Finally, let’s also forget the fact that the only thing that guarantees better traffic than “craft beer” is “hate craft beer”. Exhibit ‘A’: Budweiser.
If you shared the outrage, well done. That showed them.
Ok, now let’s look at what she said. If I can boil it down: if you drink craft beer you’re a wanker.
Now, I say this in the kindest possible way, but there is every chance that you are. Studies show that nine out of ten people who, when they hear the word ‘Galaxy’ think ‘Hops’, are in fact wankers.
I know this, because I am a wanker. Not just a beer wanker. I am also a running wanker. You may know me.
I discovered running a year or so ago and when I did, it was all I could talk about. Someone would casually say, “Great day!” and I would reply, “really, It’s a bit hot for running”.
Someone else would ask “Matt, how are you?” And I’d reply “well my legs are a bit sore from running this morning”. Trust me, I could work running into every sentence. All I talked about were splits and the merits or a particular shoe. I was a deadset running wanker.
Now that I think of it, in the 80s when running was really popularised, there was a slew of books hating on running and those who did it? Why? Because runners bored everybody else around them talking about running. Runners were everywhere. They made everyone else feel bad for not running. If someone else liked cycling, they’d get a lecture on how much better running was than cycling.
Notice a pattern here?
Craft beer has exploded in the last few years. That means A LOT of people have discovered craft beer in that time. It is a proven fact that anyone who is new to any interest bores the living shit out of anyone who does not share that interest. So, if you’re surprised that hating craft beer has suddenly become a spectator sport, don’t be. There’s probably a pretty good reason for it.
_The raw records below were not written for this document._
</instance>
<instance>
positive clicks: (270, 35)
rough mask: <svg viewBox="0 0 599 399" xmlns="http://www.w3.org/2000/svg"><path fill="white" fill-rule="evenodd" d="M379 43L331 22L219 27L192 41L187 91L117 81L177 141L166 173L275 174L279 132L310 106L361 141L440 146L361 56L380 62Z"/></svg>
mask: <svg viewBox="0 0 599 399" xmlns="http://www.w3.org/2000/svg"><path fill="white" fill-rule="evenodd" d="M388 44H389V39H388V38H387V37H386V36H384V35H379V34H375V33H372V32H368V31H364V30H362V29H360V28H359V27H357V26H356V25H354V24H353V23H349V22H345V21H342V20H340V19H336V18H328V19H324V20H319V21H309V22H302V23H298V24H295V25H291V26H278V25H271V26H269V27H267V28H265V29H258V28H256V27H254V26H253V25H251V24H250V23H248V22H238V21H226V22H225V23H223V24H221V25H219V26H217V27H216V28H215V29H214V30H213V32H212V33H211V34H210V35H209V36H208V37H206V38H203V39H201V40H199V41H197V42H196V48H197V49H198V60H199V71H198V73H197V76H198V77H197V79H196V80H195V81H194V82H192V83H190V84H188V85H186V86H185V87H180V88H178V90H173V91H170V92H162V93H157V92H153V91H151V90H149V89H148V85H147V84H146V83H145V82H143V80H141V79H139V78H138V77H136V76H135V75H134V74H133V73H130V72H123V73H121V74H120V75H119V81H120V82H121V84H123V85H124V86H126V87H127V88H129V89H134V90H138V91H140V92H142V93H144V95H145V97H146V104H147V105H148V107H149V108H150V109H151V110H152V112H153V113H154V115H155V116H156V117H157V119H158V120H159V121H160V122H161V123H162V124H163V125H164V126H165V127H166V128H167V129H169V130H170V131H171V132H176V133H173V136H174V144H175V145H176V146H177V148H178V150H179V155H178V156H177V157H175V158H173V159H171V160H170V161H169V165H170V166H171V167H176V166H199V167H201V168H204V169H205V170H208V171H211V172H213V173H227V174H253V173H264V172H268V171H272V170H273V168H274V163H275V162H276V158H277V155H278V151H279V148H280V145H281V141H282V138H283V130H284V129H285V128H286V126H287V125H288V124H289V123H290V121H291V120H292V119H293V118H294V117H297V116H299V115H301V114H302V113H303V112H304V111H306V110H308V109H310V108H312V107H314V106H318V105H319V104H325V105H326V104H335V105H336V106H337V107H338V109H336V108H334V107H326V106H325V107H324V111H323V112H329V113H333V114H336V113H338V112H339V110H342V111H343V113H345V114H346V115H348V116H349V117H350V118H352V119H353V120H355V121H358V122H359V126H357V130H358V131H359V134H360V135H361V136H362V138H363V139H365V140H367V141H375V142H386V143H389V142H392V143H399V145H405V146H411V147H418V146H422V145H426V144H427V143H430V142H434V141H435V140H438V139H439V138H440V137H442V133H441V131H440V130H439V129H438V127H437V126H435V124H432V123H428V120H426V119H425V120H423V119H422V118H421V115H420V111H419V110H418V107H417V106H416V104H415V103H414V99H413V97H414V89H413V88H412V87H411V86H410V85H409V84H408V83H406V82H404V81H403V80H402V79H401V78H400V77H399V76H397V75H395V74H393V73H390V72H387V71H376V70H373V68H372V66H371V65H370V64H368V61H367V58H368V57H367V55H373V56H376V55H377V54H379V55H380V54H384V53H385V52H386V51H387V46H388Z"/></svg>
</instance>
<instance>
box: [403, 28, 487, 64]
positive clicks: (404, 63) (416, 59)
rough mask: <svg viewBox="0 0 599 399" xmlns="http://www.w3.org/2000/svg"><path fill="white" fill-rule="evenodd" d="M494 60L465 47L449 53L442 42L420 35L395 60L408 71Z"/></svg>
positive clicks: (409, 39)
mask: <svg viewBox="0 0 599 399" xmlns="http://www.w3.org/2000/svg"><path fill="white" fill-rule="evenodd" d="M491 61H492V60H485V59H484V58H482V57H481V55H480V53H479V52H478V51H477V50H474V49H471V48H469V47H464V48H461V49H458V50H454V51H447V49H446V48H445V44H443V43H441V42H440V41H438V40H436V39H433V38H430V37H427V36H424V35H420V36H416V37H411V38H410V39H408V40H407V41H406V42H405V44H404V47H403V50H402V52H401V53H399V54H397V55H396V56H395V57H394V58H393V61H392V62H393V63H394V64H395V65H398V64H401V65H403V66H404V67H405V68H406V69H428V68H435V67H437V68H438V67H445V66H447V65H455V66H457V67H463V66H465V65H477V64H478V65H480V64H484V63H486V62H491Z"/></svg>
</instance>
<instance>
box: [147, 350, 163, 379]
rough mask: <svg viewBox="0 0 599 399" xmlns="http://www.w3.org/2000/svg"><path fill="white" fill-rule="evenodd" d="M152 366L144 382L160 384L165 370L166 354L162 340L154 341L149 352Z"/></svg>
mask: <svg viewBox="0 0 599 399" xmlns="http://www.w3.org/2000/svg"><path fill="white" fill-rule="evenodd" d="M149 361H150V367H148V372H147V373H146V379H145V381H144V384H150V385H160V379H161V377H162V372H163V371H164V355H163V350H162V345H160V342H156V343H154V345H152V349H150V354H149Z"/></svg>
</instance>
If you’re pissed and angry that someone said something nasty about craft beer, get over yourself and look at what else they are saying. And this article actually made one or two valid points. Namely, craft beer drinkers seem to feel the need not only to extol the virtue of craft beer , they need to put down the beers that the vast majority of people drink at the same time. When I criticise the beer you have chosen to drink and enjoy, while telling you how superior my choice is, it’s pretty hard not to feel a little slighted yourself and hate on me because of it.
If you’ve ever been intimdated ordering wine in a restaurant by someone holding themselves out as being more knowledgeable and discerning than you and hated on them for it, you might understand. Only magnify it by at least 15 because wine is almost expected to be intimidating and beer is meant to be for everyone.
The last thing that I wanted to say is that I really don’t know what this means, but Jim Fixx – the man who popularised running in the 80s and extolled the health benefits of the sport – died of a heart attack. While running.